Ethan Zuckerman of the MIT Center for Civic Media taught a class this semester tailor-made for Nieman Lab readers: “News in the Age of Participatory Media.” The hook: What happens if you treat journalism as an engineering problem, bringing together the efforts of journalists and computer scientists?

The course’s final class last week featured a lot of bright students presenting their final projects, which was supposed to be a new tool, technique, or technology for reporting the news. (They were in various stages of completion.) I’ll be breaking out a few of the good ideas in future posts, but here are some of the ones that stood out to me.

Modernizing the hyperlink

The <a> tag hasn’t changed much since Tim Berners-Lee proposed it 20 years ago. Hyperlinks are the fiber of the web. But Neha Narula, a Ph.D. student of computer science at MIT, finds herself frustrated with writers who abuse them. Blog posts littered with too many links leads to “cognitive overload,” she says. “As I explored this topic a little more,” she said, “I found what I was annoyed with was not linking too much but not linking well.” If Google is mentioned in copy, does Google have to be linked to the Google home page? Does the same link need to appear multiple times in one story?

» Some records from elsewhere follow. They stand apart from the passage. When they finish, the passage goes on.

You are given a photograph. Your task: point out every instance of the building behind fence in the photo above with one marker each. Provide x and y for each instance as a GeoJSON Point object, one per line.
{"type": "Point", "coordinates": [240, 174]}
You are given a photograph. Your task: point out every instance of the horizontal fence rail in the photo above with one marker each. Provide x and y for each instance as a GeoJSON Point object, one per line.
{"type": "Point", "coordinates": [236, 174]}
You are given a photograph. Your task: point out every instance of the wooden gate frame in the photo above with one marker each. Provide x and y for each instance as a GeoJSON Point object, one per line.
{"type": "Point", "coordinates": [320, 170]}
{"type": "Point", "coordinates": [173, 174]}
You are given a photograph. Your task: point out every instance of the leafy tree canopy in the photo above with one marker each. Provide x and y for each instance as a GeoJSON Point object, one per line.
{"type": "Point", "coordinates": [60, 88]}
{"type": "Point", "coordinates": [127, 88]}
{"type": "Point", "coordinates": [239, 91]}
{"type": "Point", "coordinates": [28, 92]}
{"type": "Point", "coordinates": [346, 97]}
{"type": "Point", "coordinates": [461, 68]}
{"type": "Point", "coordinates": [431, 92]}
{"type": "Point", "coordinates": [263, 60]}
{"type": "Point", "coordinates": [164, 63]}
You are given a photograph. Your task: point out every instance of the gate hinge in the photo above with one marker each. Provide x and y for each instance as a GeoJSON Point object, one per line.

Narula proposed the use of microformats and the little-known rev attribute to attach semantic meaning to links, allowing browsers to handle different kinds of links differently. (rev is supposed to represent a reverse link. All major browsers, when faced with a rev attribute now, just ignore it. It’s like a cousin to rel.)

For example, a link to a citation (dictionary definition, Wikipedia article) would get rev="bib", for bibliography. So:

<a href="http://en.wikipedia.org/en/Nieman_Foundation" rev="bib">

might lead to that link being presented not in the body copy, but at the bottom of the post, in the form of a tidy bibliography.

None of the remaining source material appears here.